Strona:Dom tajemniczy from Dziennik dla Wszystkich i Anonsowy Y1891 No136 p4 col1.jpg

Z Wikiźródeł, wolnej biblioteki
Ta strona została skorygowana.

— Ani krzyku, ani poruszenia, ani słówka, don Moralesie, inaczej jesteś zgubionym, uprzedzam cię!...
Jednocześnie kareta ruszyła całym pędem.
Morales osłupiały, wsunął się w róg i przez kilka sekund siedział jak nieżywy.
Po trochu przyszedł jednakże do siebie, a że zimna lufa pistoletu nie dotykała już jego skroni, ośmielił się przemówić:
— Na Boga, gdzie mnie wieziecie?...
— Zobaczysz!... odrzekł głos ponury.
— Co zamierzacie ze mną zrobić?...
— Nie długo dowiesz się o tem.
— Czy to o mój woreczek wam chodzi?... Mam pełne kieszenie złota, bierzcie je... oddaje wam wszystko z całego serca... ciągnął cygan.
Głośny, ironiczny śmiech był mu na to odpowiedzią.
— Niestety!

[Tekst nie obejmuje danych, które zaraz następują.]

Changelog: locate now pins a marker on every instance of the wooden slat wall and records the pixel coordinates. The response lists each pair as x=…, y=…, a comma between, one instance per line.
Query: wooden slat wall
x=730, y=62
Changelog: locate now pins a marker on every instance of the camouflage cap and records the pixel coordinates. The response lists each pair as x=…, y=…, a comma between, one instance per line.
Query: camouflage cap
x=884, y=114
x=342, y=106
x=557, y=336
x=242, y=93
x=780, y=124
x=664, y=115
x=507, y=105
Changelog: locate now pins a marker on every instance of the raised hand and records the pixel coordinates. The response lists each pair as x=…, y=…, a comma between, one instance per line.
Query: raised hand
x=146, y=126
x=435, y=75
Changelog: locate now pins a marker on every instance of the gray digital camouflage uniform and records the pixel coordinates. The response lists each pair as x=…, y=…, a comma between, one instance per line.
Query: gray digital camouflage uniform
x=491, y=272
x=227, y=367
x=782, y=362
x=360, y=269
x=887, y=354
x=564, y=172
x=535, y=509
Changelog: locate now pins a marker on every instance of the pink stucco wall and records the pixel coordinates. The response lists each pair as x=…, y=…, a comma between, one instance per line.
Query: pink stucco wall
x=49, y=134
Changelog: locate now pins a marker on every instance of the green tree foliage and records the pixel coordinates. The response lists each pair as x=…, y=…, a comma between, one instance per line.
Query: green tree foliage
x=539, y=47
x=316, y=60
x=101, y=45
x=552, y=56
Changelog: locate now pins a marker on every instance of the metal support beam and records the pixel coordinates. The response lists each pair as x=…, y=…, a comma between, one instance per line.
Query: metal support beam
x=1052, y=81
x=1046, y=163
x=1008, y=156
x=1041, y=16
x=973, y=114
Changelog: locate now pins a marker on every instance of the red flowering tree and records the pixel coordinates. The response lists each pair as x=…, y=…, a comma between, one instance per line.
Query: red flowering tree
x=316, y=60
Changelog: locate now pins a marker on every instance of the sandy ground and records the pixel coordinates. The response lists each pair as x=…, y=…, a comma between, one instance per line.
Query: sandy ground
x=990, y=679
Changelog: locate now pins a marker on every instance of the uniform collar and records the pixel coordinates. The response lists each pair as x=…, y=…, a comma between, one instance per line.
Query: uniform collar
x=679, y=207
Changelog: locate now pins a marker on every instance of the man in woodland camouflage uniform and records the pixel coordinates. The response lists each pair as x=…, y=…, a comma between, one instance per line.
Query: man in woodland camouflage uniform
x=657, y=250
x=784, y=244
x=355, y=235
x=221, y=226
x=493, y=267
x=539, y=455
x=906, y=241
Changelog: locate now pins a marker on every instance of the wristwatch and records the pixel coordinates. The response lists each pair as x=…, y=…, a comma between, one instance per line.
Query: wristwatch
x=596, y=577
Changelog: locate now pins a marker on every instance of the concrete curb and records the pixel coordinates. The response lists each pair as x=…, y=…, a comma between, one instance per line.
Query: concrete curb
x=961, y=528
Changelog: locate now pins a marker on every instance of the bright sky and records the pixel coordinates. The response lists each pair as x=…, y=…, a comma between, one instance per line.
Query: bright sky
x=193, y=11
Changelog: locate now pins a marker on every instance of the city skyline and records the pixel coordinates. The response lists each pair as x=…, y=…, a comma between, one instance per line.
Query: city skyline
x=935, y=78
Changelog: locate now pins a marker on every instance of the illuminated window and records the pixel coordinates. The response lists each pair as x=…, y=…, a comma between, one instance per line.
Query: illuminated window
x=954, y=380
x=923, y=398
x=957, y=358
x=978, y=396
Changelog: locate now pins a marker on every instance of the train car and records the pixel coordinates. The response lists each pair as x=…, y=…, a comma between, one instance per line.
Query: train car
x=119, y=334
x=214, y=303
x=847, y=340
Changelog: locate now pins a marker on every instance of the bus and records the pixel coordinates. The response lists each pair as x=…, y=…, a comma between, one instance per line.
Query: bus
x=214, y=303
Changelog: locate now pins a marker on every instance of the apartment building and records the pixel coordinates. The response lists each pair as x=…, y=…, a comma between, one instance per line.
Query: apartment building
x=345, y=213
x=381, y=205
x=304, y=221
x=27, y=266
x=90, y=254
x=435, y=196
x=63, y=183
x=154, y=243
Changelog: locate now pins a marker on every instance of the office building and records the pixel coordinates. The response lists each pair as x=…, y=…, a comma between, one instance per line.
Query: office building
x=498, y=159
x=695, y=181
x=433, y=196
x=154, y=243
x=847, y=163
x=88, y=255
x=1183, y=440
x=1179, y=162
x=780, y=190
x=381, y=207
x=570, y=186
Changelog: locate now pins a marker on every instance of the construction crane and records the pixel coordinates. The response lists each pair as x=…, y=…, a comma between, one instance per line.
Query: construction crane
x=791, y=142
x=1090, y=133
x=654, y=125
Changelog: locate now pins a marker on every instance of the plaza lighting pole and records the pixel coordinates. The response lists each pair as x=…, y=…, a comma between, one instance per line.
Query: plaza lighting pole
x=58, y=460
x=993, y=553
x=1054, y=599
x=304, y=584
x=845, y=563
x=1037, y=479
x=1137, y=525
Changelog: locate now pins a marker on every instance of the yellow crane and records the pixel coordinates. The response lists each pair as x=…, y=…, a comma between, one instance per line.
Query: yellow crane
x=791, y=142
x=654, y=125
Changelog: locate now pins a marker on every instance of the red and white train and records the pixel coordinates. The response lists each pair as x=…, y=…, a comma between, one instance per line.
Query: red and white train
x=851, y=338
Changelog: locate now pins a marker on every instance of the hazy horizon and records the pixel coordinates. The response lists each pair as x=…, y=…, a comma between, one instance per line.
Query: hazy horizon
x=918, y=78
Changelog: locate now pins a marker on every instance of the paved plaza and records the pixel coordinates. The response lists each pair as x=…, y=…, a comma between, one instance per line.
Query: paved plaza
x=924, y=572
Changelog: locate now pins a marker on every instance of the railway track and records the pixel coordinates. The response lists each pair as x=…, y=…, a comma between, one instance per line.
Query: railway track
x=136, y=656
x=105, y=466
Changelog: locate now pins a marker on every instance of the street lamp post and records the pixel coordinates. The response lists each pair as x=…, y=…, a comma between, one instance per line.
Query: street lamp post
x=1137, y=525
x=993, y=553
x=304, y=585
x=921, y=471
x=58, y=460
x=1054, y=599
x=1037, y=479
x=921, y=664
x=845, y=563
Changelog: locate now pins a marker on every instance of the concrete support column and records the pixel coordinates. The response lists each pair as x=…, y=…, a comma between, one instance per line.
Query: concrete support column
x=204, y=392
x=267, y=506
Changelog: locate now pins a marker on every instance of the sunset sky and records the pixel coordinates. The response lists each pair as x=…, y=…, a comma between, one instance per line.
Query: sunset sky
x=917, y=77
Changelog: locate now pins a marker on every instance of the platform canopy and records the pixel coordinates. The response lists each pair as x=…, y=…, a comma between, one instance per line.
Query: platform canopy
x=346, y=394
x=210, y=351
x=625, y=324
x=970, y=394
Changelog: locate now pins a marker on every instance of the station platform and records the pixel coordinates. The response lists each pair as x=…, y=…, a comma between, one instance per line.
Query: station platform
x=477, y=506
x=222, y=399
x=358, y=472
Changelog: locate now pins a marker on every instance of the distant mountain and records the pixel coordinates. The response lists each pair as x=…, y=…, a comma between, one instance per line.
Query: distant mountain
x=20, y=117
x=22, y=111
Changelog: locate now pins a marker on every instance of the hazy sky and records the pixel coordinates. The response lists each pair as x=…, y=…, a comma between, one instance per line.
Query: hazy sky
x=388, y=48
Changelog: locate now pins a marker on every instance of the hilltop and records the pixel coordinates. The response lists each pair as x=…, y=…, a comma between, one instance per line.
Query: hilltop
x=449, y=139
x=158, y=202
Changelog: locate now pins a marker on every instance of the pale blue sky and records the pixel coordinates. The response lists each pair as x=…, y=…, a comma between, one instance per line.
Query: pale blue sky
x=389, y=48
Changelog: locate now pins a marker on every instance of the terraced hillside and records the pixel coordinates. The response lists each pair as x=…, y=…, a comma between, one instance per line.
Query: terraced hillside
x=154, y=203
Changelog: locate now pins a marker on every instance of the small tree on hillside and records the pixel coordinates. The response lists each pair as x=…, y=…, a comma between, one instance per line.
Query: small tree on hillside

Niestety!... więc to moje życie jest zagrożone!... Przez litość... zmiłujcie się nademną... nie zabijajcie mnie!... Nie zrobiłem wam nic złego... nikomu nie zawiniłem!...
— Milcz, nędzniku!... odrzekł głos z takim nakazującym akcentem, że Morales zatrząsł się jak w febrze i nie był zdolny roztworzyć zębów zaciśniętych.
Kareta stanęła, otworzono drzwiczki i ten sam głos powiedział:
— Wysiadaj, don Moralesie, i pamiętaj, że jesteś straconym, gdybyś usiłował uciekać!...
Słowa te były zbyteczne.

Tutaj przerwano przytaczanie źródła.